Beyond Prescriptions: Insights from Dr. Rajmohan Seetharaman (Part-1)
Welcome to Docscopy section, Priya Bairagi, and Parul Soni of MedBound Times had an opportunity to have an exciting conversation with Dr. Rajmohan Seetharaman.
Dr. Rajmohan Seetharaman completed his MBBS from Smt Kashibai Navale Medical College and General Hospital - [SKNMCGH], Pune, Maharashtra, India in 2016 and also M.D (Pharmacology) from Lokmanya Tilak Medical College, Sion, Mumbai, India in 2022.
He is a silver medalist in MD Pharmacology from Maharashtra University of Health Sciences (MUHS). Currently, he is serving as a Bonded Senior Resident at GS Medical College & KEM Hospital in Mumbai. He will be joining Medical Affairs soon.
Hello sir and welcome to this DocScopy session with MedBound Times.
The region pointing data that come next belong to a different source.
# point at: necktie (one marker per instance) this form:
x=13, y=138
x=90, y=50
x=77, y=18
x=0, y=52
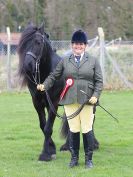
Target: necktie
x=78, y=59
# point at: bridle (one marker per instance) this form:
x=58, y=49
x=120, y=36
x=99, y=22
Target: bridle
x=36, y=79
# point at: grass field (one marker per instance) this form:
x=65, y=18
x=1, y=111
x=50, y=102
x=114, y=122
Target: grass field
x=21, y=140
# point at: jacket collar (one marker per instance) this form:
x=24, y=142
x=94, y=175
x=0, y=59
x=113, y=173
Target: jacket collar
x=84, y=59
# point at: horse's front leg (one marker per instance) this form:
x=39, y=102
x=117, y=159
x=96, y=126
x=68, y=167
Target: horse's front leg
x=49, y=145
x=39, y=106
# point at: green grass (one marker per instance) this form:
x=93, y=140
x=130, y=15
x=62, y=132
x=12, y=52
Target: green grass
x=21, y=140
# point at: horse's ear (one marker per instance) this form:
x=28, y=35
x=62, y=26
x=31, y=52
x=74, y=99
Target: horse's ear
x=41, y=28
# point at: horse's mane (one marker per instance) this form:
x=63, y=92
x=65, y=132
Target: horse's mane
x=24, y=46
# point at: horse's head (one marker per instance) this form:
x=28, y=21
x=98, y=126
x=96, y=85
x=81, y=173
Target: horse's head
x=34, y=49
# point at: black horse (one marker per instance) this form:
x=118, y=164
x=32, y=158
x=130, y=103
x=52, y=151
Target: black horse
x=36, y=60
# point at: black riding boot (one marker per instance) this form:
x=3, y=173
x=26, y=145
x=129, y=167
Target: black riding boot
x=88, y=141
x=74, y=142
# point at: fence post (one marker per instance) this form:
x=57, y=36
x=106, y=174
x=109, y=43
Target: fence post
x=8, y=59
x=102, y=52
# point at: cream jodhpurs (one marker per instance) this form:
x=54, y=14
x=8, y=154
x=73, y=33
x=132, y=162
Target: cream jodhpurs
x=83, y=121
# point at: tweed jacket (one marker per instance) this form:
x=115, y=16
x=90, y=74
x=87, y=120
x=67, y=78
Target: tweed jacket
x=87, y=77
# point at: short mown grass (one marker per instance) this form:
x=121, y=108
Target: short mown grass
x=21, y=140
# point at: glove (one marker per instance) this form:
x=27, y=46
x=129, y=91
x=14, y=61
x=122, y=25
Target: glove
x=40, y=87
x=93, y=100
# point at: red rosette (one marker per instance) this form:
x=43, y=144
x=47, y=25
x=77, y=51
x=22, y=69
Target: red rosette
x=69, y=83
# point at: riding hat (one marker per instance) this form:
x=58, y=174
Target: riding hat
x=79, y=36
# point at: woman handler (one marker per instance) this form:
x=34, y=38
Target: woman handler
x=85, y=72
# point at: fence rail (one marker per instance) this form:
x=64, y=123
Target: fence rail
x=116, y=58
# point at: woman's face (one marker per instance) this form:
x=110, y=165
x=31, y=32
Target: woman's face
x=78, y=48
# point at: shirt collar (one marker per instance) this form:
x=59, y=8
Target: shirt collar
x=82, y=54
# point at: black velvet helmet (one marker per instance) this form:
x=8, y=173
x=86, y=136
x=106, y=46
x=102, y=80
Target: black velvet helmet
x=79, y=36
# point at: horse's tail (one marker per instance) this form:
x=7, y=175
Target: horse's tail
x=64, y=128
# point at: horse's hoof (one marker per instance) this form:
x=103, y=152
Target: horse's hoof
x=96, y=145
x=53, y=156
x=44, y=157
x=64, y=148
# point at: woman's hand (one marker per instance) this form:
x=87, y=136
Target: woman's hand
x=93, y=100
x=40, y=87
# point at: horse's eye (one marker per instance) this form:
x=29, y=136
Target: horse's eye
x=37, y=42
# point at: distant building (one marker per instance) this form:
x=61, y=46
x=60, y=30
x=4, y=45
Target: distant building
x=4, y=41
Please tell us something about your professional life.
I am a medical physician with a specialization in MD Pharmacology, a field that has gained lots of importance recently due to significant developments in the pharmaceutical industry, for example the way oncology trials have evolved with adaptive designs like Basket and Umbrella Trials.
My decision to pursue MD Pharmacology stemmed from my strong interest in research during my undergraduate years. In my second year, I began working on research projects, and to my surprise, I won a prize in the first conference where I presented my work as an oral paper, despite being an underconfident speaker. This success motivated me further, leading me to receive an ICMR STS grant in my third year, which reinforced my passion for research. In my final year, I founded a Student Research Forum (SRF) with the dean's permission, where I served as the charter president, guiding numerous students in applying for grants and projects.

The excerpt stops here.